Chavez was asked by Uribe to help mediate a hostage deal with Colombian terrorist group FARC, but when Uribe withdrew his request due to lack of progress, Chavez threatened to retaliate by freezing all relations with its neighbor.

Colombian-Venezuelan trade last year reached $4 billion and could reach $5.5 billion this year, Exclusive Analysis points out. "Colombian exports to Venezuela have been booming, with the fastest growing exports being food, textiles, leather goods and cars," the consultancy says. "Venezuela would also suffer. Colombia is an important market for fuel and petrochemicals, but more importantly a key supplier of meat and dairy products, in addition to a range of manufactured goods."

A trade spat with Colombia would further worsen the shortages of basic food products, Exclusive Analysis says. However, it deems it unlikely that all imports from Colombia will be blocked, since a worsening of these shortages would foster significant animosity amongst Venezuelans.

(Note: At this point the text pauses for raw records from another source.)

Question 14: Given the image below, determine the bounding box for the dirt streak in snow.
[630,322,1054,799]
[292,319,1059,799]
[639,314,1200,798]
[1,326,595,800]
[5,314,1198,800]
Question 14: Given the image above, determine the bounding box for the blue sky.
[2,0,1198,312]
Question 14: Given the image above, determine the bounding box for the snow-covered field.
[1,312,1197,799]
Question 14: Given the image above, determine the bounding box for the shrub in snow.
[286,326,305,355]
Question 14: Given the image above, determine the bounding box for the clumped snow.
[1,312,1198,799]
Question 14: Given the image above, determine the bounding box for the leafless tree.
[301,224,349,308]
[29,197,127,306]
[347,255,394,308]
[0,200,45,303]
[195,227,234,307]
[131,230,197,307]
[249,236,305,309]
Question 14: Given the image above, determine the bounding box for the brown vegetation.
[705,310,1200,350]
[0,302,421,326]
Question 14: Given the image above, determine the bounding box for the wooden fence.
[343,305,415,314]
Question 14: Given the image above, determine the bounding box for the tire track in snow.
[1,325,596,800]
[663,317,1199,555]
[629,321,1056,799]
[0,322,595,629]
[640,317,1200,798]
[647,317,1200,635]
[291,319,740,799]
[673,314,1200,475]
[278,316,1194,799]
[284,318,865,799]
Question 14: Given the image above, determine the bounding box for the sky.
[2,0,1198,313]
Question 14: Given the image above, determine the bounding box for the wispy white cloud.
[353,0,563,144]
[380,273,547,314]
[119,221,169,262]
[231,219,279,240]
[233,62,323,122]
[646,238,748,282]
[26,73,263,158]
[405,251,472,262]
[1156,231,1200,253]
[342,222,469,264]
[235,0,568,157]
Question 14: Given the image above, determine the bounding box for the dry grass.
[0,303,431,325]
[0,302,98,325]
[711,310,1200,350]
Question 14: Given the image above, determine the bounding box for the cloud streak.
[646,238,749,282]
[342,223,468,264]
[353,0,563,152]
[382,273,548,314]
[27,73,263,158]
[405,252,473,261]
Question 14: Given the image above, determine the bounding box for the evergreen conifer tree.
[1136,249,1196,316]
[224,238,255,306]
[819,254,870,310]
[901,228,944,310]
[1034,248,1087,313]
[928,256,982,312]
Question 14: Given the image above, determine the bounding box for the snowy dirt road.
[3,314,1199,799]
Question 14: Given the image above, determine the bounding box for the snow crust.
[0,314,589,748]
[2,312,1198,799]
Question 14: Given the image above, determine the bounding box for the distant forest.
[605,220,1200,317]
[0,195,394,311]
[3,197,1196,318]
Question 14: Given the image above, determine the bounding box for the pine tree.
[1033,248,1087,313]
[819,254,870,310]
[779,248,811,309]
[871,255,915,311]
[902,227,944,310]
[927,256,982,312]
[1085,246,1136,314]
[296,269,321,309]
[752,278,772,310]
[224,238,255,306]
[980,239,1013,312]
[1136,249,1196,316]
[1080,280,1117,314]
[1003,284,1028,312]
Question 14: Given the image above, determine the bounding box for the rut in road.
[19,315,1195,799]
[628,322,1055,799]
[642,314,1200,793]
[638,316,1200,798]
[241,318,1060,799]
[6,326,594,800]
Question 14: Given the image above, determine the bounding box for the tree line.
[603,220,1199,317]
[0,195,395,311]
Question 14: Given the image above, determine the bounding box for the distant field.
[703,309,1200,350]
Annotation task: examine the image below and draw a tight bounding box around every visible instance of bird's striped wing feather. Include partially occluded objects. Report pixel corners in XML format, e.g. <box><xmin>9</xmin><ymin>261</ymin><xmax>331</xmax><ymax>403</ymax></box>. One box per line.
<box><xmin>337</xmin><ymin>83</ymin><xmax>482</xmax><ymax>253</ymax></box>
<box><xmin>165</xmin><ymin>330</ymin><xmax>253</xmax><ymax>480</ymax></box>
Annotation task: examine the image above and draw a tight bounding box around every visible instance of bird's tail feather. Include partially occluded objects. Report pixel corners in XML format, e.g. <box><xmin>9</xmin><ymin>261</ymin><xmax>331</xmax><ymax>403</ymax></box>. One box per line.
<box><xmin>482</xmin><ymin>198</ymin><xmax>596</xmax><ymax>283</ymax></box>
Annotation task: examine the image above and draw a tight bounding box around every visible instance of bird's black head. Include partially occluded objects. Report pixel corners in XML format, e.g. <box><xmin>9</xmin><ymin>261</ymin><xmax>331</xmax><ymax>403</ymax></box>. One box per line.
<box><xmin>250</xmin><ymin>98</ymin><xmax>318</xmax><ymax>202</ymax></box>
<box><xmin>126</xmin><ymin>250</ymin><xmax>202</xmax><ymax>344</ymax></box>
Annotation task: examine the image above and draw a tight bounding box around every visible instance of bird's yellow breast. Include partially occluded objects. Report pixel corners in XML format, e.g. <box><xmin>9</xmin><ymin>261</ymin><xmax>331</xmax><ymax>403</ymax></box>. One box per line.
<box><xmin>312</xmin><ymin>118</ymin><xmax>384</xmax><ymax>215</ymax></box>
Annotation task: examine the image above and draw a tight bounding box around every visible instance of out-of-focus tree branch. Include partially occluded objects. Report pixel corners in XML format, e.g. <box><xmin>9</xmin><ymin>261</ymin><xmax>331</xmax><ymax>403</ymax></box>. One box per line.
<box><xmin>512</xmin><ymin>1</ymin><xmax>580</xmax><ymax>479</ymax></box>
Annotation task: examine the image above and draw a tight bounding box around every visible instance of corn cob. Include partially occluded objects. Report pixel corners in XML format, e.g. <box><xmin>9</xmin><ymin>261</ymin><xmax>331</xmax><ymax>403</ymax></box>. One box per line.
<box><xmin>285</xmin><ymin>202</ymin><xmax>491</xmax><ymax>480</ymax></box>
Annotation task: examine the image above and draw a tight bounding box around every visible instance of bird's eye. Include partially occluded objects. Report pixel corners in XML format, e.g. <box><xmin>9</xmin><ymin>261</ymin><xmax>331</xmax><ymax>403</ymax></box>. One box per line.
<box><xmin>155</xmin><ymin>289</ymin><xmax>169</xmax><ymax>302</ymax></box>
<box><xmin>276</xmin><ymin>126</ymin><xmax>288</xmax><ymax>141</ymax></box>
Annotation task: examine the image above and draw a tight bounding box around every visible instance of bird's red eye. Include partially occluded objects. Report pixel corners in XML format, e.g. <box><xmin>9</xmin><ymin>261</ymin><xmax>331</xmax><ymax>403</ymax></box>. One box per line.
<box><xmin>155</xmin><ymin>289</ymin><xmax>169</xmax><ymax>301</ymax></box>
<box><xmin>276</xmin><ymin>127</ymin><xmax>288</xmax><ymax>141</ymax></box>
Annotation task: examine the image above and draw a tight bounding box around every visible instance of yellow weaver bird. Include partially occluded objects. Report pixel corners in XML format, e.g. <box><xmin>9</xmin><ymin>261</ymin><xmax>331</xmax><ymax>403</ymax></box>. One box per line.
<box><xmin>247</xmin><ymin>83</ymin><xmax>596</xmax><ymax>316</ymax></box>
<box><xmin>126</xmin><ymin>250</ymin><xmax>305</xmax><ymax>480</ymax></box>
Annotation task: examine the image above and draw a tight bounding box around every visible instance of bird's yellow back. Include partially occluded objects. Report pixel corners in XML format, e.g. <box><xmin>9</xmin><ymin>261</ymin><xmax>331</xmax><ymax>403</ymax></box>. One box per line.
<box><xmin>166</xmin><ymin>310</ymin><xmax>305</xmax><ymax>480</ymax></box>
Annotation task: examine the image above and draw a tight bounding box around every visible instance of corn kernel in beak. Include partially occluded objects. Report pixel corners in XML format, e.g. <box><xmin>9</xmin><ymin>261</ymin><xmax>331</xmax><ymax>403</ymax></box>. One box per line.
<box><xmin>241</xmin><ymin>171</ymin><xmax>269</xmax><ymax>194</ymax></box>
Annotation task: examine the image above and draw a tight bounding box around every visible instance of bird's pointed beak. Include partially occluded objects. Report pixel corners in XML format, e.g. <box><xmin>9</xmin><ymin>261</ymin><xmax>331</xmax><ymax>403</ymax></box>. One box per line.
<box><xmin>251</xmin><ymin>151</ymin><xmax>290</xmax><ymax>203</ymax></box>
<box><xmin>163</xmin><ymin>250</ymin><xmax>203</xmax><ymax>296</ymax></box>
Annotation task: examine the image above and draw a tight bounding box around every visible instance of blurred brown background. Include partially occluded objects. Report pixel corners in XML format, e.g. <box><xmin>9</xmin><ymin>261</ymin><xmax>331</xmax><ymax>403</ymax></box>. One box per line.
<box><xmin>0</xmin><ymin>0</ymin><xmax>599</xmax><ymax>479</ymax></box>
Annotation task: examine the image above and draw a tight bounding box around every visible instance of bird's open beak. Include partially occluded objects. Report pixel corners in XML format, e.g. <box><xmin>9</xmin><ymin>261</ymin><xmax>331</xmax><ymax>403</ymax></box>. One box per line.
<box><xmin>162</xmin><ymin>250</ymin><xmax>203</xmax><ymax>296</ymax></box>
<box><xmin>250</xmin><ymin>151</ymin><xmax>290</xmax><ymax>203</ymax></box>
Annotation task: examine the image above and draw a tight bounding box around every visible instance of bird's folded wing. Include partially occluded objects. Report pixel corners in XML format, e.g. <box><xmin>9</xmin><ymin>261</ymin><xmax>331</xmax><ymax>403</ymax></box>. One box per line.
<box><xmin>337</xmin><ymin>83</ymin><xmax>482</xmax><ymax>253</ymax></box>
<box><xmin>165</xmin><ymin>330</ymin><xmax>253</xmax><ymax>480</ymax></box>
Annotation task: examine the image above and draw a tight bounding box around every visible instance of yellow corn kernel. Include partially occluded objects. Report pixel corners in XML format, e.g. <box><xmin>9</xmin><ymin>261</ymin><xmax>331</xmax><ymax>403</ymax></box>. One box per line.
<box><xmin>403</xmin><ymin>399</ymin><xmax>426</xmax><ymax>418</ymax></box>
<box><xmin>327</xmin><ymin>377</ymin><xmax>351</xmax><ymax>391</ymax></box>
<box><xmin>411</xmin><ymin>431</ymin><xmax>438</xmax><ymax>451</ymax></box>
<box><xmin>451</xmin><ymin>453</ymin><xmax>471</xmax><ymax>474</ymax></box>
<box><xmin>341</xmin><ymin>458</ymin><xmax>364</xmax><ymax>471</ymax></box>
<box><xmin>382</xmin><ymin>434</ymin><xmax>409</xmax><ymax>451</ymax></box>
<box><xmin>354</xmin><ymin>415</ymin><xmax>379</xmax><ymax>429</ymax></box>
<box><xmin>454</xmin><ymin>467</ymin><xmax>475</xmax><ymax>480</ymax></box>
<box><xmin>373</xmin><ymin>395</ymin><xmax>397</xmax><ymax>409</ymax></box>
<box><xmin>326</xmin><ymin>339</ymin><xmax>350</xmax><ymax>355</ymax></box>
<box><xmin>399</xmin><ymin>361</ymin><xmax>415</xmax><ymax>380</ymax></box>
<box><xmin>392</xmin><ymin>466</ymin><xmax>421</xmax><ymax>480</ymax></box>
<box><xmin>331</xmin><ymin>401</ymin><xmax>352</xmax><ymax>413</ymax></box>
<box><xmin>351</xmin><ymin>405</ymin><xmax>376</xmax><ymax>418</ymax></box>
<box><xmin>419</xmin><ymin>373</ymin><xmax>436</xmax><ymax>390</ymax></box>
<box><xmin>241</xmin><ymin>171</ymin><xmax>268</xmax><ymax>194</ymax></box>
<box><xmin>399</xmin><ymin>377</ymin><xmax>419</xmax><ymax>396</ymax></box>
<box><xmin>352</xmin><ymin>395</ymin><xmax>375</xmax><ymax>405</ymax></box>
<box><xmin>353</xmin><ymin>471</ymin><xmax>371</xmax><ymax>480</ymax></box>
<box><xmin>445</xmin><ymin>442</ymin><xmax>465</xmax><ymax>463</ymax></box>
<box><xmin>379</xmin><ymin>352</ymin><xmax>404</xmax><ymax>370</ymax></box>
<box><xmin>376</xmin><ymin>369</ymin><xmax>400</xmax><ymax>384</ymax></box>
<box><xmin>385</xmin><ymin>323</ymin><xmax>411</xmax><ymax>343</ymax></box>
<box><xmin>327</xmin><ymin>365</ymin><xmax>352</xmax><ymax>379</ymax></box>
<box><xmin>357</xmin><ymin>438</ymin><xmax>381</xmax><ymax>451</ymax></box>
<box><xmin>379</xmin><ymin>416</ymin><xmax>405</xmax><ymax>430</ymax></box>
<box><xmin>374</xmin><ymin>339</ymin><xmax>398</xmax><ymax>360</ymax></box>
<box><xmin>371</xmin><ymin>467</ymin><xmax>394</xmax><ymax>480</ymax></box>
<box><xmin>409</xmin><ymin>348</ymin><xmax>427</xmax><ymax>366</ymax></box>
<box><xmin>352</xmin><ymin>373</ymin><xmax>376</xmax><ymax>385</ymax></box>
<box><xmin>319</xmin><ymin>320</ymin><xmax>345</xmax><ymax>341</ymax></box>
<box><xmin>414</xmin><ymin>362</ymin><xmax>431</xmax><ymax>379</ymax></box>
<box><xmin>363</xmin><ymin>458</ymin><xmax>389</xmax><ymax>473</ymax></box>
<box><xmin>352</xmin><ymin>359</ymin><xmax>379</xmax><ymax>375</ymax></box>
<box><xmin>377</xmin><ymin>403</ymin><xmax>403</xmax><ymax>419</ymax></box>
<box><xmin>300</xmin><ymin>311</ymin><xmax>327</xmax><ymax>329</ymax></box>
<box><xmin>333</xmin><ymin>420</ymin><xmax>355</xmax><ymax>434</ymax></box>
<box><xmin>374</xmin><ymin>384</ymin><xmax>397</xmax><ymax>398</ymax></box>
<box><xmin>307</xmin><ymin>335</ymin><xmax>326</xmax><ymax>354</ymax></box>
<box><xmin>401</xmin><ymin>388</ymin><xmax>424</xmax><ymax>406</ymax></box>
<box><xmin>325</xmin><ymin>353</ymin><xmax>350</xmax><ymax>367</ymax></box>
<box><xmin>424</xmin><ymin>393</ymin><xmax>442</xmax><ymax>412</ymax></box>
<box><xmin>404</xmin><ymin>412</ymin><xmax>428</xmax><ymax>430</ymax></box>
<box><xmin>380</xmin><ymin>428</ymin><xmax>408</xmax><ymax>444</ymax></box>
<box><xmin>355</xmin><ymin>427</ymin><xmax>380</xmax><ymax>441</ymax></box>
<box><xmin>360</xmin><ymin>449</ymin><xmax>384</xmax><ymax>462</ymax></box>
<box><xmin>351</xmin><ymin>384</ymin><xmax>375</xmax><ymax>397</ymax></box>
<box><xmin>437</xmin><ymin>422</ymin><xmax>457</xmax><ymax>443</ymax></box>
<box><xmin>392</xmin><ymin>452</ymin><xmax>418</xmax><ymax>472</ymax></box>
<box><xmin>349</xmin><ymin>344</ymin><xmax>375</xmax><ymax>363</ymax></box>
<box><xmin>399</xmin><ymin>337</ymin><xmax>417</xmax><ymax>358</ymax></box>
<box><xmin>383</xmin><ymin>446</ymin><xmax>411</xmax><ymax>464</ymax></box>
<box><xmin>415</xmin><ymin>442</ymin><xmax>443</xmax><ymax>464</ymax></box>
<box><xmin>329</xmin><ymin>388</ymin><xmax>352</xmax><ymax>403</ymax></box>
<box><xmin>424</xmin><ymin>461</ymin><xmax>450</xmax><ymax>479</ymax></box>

The problems with Colombia come as Venezuela is still no closer to joining Mercosur, the South American trade pact that includes Brazil, Argentina, Paraguay and Uruguay. Brazilian business leaders last week asked their lawmakers to stop the approval process for Venezuela thanks to Chavez' threat to expropriate companies that belonged to Fedecamaras.

Despite the consumer boom, many small- and medium-sized companies in Venezuela are struggling to survive, thanks to growing taxes and restrictions. "I envision hard times for the local business in general," Stein says.